Things Could Go Wrong So Quickly that We Might Be Living in the Good Ol’ Days Right Now

Feb. 20, 2013
If you think capacity is tight now, it could reach critical levels by mid-summer.

So when exactly is the long-hoped-for recovery for shippers going to finally arrive? Going by the latest analysis of shipping conditions from transportation consulting firm FTR Associates, not anytime soon.

FTR’s Shippers Conditions Index for December 2012 had a reading of -4.9, which is a slight improvement from the previous month’s negative reading of -5.3, but only in the sense that banging your head against a wooden door doesn’t hurt quite as much as banging it on a steel door. According to FTR, that -4.9 score reflects tightening capacity within the freight marketplace, and it’s only going to get significantly worse by mid-year.

How much worse? FTR projects the score could reach -10.0 by the summer. When you consider that any negative score already means a tough environment for shippers, a score that drops to -10.0 indicates conditions will be near critical levels, based on available capacity and expected rates.
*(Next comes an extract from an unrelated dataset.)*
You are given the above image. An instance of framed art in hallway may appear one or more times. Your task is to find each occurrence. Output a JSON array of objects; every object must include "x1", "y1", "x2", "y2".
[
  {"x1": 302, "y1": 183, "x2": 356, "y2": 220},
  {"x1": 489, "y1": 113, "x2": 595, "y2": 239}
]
So if you think things are rough now, by mid-summer, you could be looking back to February 2013 as “the good ol’ days.”

“Despite recent problems emanating from issues at the federal level, most indicators point to continued modest growth in both the economy and freight markets, says Jonathan Starks, FTR’s director of transportation analysis. The biggest transport issue that arose at the end of 2012, he says, was the reduction in inventories.

Meanwhile, according to Starks, “Shipping managers will be quickly turning their attention to the looming Hours-of-Service (HOS) changes that are scheduled for July 1, 2013. Those rules will have a varied impact on shippers depending on how their operations are currently set up. Many will take a substantial hit to the productivity of their trucking operations, some as great as a 10% hit. The need for additional equipment and drivers will create additional pressure for truck rates to move higher later in the year.”